Resting-state functional magnetic resonance imaging (fMRI) studies have found that impulsivity and emotion dysregulation in BPD were associated with functional abnormalities in the frontal cortex and precuneus [6, 7], anterior cingulate cortex [8], and insula [9]. Task-related brain imaging studies have also found that impulsivity and emotion dysregulation in BPD were associated with dysfunction in the prefrontal cortex [10, 11], anterior cingulate cortex [12], parietal lobes [13], amygdala and hippocampus [14]. However, some studies have suggested that the neural dysfunctions of BPD might occur at large-scale brain networks rather than in an independent brain region [15, 16]. Brain networks provide new insights into understanding the pathophysiological mechanisms of impulse control and emotion regulation in BPD [17,18,19]. Menon et al. proposed a triple network model (default mode network, DMN; salience network, SN; central executive network, CEN) to understand the neural physiopathology of affective, cognitive, and social functions in multiple psychiatric disorders, including BPD, major depressive disorder, bipolar disorder, and others [20]. The DMN, a task-negative network, is linked to social and affective cognitions and self-introspections [21]. The DMN can be divided into two major subdivisions: anterior DMN (aDMN, mainly involving the medial prefrontal cortex, mPFC) and posterior DMN (pDMN, mainly including the posterior cingulate cortex and precuneus) [22]. The SN, covering anterior and posterior parts of the insula and the anterior cingulate cortex, plays a critical role in information filtering, detection, and integration [23]. Lastly, the CEN, including left and right lateralized frontal-parietal regions, is associated with executive control processes and the cognitive processes during goal-directed behaviors [24].

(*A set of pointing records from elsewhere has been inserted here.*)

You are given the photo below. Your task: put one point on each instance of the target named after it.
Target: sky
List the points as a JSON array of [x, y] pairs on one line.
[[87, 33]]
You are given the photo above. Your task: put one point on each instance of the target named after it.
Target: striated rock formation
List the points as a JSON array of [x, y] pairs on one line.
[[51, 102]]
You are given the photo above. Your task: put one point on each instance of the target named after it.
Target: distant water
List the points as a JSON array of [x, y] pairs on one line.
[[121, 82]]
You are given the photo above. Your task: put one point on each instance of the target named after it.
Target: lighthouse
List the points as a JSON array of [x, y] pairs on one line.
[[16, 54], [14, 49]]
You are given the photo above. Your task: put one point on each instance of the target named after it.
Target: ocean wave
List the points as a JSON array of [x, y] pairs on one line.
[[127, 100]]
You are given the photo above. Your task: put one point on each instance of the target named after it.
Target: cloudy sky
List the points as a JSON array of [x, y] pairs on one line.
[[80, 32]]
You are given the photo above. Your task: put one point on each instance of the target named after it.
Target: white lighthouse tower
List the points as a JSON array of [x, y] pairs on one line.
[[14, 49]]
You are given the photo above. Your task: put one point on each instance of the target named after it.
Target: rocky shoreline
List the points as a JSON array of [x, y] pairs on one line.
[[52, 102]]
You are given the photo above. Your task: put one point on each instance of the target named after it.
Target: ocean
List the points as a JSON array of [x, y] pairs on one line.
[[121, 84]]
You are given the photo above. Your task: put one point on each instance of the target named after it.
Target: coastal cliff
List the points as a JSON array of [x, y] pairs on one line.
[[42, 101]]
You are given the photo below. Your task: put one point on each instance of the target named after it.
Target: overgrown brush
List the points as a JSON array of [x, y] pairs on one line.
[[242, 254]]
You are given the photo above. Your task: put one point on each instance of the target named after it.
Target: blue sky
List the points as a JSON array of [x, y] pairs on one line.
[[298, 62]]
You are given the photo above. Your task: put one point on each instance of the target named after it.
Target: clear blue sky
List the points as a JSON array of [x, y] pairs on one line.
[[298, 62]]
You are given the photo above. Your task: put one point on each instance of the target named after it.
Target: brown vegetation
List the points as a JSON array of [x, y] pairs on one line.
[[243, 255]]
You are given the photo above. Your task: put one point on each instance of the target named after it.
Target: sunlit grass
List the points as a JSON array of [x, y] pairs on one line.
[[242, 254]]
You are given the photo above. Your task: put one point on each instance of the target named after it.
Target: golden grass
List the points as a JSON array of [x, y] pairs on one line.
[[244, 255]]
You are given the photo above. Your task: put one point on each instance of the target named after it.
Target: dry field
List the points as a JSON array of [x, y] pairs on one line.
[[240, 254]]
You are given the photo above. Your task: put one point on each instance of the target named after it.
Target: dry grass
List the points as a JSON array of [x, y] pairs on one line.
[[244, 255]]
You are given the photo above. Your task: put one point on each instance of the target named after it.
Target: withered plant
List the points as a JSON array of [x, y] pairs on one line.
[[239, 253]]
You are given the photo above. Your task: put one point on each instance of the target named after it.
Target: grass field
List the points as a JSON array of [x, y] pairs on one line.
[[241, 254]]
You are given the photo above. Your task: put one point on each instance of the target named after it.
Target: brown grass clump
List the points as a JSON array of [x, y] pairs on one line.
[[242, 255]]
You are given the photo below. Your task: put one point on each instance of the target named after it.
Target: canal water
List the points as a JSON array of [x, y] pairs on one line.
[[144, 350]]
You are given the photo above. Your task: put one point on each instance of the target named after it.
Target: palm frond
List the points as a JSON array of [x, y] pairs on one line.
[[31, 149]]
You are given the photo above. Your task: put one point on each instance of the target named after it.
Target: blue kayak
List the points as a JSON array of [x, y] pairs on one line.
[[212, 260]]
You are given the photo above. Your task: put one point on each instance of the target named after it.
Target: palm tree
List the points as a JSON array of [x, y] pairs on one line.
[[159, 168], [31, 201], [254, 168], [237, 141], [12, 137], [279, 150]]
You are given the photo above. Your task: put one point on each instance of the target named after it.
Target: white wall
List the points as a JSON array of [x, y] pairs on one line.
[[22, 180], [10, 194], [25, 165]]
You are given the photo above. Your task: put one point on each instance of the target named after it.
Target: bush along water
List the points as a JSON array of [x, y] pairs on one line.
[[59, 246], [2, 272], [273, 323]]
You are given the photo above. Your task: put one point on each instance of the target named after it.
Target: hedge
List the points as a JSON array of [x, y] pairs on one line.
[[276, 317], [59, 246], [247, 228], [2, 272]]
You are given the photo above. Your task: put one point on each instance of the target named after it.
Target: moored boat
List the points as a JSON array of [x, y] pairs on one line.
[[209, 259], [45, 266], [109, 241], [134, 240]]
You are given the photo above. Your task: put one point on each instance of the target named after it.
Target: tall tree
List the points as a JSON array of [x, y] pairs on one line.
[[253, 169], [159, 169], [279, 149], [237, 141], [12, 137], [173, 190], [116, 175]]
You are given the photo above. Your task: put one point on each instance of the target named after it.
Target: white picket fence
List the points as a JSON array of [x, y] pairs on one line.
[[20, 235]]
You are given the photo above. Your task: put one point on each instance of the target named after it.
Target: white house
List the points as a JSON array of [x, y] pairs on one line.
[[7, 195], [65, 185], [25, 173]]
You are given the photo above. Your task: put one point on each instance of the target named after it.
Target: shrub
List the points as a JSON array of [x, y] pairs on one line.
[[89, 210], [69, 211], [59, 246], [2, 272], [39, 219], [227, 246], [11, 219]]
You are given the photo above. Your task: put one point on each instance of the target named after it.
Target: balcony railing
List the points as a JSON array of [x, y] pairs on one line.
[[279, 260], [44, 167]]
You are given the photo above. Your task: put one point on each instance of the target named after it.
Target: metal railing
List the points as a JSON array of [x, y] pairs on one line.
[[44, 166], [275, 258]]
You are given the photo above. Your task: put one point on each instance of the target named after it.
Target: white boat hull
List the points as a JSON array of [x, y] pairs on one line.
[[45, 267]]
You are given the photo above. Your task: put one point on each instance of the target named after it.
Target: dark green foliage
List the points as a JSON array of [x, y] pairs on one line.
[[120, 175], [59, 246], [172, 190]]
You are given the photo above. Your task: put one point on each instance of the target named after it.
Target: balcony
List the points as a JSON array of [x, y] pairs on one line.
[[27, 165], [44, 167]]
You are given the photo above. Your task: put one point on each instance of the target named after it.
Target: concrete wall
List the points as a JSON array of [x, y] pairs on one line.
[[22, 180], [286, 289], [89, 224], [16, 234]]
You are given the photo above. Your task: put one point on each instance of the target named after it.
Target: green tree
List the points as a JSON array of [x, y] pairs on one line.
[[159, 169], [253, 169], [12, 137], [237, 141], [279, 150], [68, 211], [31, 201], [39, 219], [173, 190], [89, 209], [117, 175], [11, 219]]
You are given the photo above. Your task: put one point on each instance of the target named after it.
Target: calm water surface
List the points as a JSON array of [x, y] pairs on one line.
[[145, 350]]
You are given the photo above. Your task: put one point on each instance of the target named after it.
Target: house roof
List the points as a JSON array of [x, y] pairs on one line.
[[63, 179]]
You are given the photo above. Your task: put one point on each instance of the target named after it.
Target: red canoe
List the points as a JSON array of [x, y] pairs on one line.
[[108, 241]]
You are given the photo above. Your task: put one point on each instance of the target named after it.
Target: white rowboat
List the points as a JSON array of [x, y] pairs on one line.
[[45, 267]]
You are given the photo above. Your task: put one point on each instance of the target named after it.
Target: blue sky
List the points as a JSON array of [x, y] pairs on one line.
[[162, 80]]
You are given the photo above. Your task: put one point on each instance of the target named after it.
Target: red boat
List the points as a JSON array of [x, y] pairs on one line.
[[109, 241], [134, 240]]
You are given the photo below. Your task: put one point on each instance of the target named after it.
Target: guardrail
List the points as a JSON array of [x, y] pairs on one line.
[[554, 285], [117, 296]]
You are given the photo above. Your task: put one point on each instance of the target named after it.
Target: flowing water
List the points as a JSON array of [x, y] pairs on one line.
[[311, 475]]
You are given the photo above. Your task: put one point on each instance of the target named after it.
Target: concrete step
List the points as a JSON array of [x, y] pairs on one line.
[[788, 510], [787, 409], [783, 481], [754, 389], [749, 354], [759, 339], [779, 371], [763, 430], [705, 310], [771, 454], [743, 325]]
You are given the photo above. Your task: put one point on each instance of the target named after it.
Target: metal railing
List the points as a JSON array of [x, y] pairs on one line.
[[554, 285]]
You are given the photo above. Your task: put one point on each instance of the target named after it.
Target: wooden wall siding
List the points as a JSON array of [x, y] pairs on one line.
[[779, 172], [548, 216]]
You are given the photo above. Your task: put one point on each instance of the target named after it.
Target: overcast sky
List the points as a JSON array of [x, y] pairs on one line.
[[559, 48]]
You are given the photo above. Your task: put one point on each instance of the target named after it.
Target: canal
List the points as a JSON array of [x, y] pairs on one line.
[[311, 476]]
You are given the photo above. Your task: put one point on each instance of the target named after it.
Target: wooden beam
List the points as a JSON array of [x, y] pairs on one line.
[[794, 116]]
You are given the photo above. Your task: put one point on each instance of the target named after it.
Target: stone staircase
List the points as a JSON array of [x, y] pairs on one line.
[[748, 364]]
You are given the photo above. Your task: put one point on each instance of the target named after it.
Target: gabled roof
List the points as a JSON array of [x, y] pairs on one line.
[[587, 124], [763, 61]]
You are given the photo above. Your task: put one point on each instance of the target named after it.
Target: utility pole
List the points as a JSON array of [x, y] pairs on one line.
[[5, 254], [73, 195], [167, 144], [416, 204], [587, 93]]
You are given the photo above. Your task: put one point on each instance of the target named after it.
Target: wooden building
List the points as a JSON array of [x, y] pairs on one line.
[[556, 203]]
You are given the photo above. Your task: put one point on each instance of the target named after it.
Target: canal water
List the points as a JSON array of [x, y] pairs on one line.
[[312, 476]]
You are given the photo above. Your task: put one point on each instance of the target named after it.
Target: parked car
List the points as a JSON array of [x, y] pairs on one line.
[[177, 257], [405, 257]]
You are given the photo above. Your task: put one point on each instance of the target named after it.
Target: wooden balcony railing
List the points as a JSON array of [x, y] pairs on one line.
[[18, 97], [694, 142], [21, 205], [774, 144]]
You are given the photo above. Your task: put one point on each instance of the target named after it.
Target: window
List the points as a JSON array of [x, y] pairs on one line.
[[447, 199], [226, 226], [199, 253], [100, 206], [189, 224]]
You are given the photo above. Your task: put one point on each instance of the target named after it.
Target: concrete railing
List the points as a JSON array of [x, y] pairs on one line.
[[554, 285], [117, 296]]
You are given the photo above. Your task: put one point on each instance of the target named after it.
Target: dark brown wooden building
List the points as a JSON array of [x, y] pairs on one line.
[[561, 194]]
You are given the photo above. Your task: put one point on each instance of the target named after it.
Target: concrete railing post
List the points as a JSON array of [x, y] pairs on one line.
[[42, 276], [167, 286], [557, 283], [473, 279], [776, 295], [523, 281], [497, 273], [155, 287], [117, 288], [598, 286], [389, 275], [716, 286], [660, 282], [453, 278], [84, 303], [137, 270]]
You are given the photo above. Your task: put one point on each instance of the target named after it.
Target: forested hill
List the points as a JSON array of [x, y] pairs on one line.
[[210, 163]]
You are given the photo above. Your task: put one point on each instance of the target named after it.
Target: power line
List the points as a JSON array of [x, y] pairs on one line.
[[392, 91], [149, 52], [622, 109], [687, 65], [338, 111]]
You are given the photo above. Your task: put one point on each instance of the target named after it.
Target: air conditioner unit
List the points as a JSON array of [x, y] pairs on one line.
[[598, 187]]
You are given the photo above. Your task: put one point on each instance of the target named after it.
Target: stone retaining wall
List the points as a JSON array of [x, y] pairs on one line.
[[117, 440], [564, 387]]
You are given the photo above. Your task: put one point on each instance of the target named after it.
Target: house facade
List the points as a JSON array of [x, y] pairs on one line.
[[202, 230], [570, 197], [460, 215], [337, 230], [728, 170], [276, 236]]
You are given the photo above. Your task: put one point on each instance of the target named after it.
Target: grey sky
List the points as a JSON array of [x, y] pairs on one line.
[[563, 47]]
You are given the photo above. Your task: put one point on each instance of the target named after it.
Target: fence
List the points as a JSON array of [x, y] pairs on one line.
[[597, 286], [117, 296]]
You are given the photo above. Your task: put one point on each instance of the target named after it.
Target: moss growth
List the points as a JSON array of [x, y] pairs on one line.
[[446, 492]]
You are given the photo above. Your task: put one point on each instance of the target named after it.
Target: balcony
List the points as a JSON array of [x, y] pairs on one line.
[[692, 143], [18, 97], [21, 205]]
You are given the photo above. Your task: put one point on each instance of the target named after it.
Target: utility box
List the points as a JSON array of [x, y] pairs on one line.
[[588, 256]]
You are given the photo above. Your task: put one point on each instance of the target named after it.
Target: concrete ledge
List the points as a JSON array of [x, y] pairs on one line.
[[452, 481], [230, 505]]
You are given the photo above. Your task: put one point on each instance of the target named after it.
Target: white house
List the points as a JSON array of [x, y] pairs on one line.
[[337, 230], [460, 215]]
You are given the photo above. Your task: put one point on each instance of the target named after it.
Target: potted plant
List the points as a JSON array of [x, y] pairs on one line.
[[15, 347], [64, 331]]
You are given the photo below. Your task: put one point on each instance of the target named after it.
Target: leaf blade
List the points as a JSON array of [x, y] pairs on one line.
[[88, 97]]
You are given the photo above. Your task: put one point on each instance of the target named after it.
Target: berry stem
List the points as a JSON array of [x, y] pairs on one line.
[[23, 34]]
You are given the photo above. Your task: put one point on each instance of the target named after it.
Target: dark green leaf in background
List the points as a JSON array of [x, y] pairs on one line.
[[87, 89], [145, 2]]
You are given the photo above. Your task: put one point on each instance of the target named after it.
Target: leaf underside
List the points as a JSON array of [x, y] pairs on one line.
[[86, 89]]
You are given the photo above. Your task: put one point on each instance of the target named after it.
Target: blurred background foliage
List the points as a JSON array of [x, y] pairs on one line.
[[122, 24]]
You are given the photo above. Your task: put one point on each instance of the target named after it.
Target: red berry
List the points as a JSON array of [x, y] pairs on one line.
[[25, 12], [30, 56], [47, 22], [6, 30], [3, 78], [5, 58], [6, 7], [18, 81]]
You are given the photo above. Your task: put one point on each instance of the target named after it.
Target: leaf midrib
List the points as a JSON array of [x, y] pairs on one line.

Neuroimaging studies in BPD have found intra-network dysfunctions in these three neural networks underlying impulsivity and emotion dysregulation with mixed results. Some studies found increased functional connectivity (FC) in the DMN was related to impulsivity [19, 25], while others revealed decreased FC in the DMN was associated with emotion dysregulation [16, 26]. Meanwhile, studies also found abnormal inter-network FC among the triple networks underlying emotion deficits, such as decreased inter-network FC between the CEN and SN as well as between the DMN and SN reflecting the instability of emotion regulation and emotion processing [18, 27]. However, there were several limitations in these studies. First, a seed-based method was used in a previous study [27]. One study has reported that large-scale networks are composed of several sub-networks [28], while the seed-based inter-region analysis has a limited capacity to explore the FC of sub-networks. Second, comorbidities may lead to biased results, while BPD samples in previous studies were comorbid with other psychiatric disorders (e.g., MDD, attention deficit hyperactivity disorder, and substance abuse) [16, 18, 26]. Third, previous studies in BPD did not eliminate the potential medication effects [16, 18, 19], which might influence brain activation and FC [29, 30]. Finally, most studies paid attention to the association between intra-network or inter-network FC and clinical characters, while no study systematically explored whether the large-scale networks of intra- as well as inter- network FC in the three networks underlie the pathophysiology of impulsivity and emotion dysregulation in BPD.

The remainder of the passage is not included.